Nous, femmes, lesbiennes, travesties et trans, avons organisé la première grève sous Macri. Nous sommes en ce moment le sujet politique qui dynamise et radicalise la situation et les conflits en tenant tête à un gouvernement qui a toujours mis en place des politiques néolibérales et qui se déclare en faveur de l’impunité des génocides de la dernière dictature. À cela, j’ajoute un autre élément qui a été fondamental cette année : l’actualisation des luttes pour les droits de l’Homme à l’aide de la dynamique féministe. Au point que Nora Cortiñas, membre des Madre de Plaza de Mayo, a raconté qu’elle a aujourd’hui une lecture féministe de son expérience personnelle. Cette anecdote nous émeut, nous lie une fois de plus aux luttes exemplaires de ces femmes ; cela fait partie d’un processus plus large, où les formes historiques de production de justice populaire — qui sont en Argentine liées aux luttes des mères, grand-mères et fil.le.s de militant.e.s disparu.e.s — sont aujourd’hui actualisées et pensées aussi pour comprendre comment s’opère la justice patriarcale, le racisme et l’idéologie sécuritaire. J’ajouterai que la grève met en jeu l’intersectionnalité et la connection transnationale des luttes — et elle le fait en prenant en considération la dimension de classe : au-delà du multiculturalisme identitaire, articuler la question des violences contre les femmes et les corps féminisés avec les formes d’exploitation au travail, la violence policière, et les offensives patronales contre les ressources communes permet de redessiner les conflits sociaux.

 

 

- PEM : D’ailleurs le gouvernement de Macri a été durement contesté en décembre dernier. Qu’est-ce qui caractérise cette vague de protestation ? Est-ce que l’on voit à l’oeuvre les mêmes dynamiques de NiUnaMenos, entre auto-organisation d’en bas et institutions syndicales et de parti ?

 

- VG : En décembre on a vu dans les rues des convergences qui étaient déjà présentes depuis longtemps, mais que la conjoncture a poussées à réaffirmer de manière plus résolue. Je vois là une marque de la transversalité mise en place par le mouvement des femmes. De fait, nous affirmons que sans nous il n’y aurait pas eu de protestations dans les rues en décembre. Parce que c’est nous qui produisons un diagnostic, une dynamique de transversalité et une manière de résister et que cela permet de faire front face aux réformes prévues (notamment du travail) car cela politise tous les domaines de reproduction de la vie.

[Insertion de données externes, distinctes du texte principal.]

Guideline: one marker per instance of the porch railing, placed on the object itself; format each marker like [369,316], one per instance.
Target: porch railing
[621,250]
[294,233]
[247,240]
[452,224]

Depuis plusieurs années, il se produit une convergence entre les expériences féministes et les femmes des syndicats, les travailleuses organisées dans divers espaces… Un mélange et une intersection qui montrent un féminisme intransigeant et capable d’un point de vue politique de rassembler malgré les différences. Aujourd’hui cette convergence a gagné l’espace de la rue, a changé d’échelle et remet en question les manières de faire de la politique. Le caractère massif du mouvement des femmes a mis en tension le monde masculin verticaliste qui structure le syndicalisme grâce à des camarades : elles ont ouvert de nouveaux espaces de discussion et de démocratisation, elles ont lutté pour faire de la grève un outil politique. C’est ainsi l’affirmation, non seulement d'un mode de négociation et de pacification, mais aussi de transformation et de désobéissance. En décembre, c’est cette reconfiguration que nous avons vue en action dans la rue. Et celle-ci fut réprimée d’une manière très brutale, sous une forme de « chasse » policière qui s’inaugura, non sans hasard, pendant la marche massive du 8 mars 2017.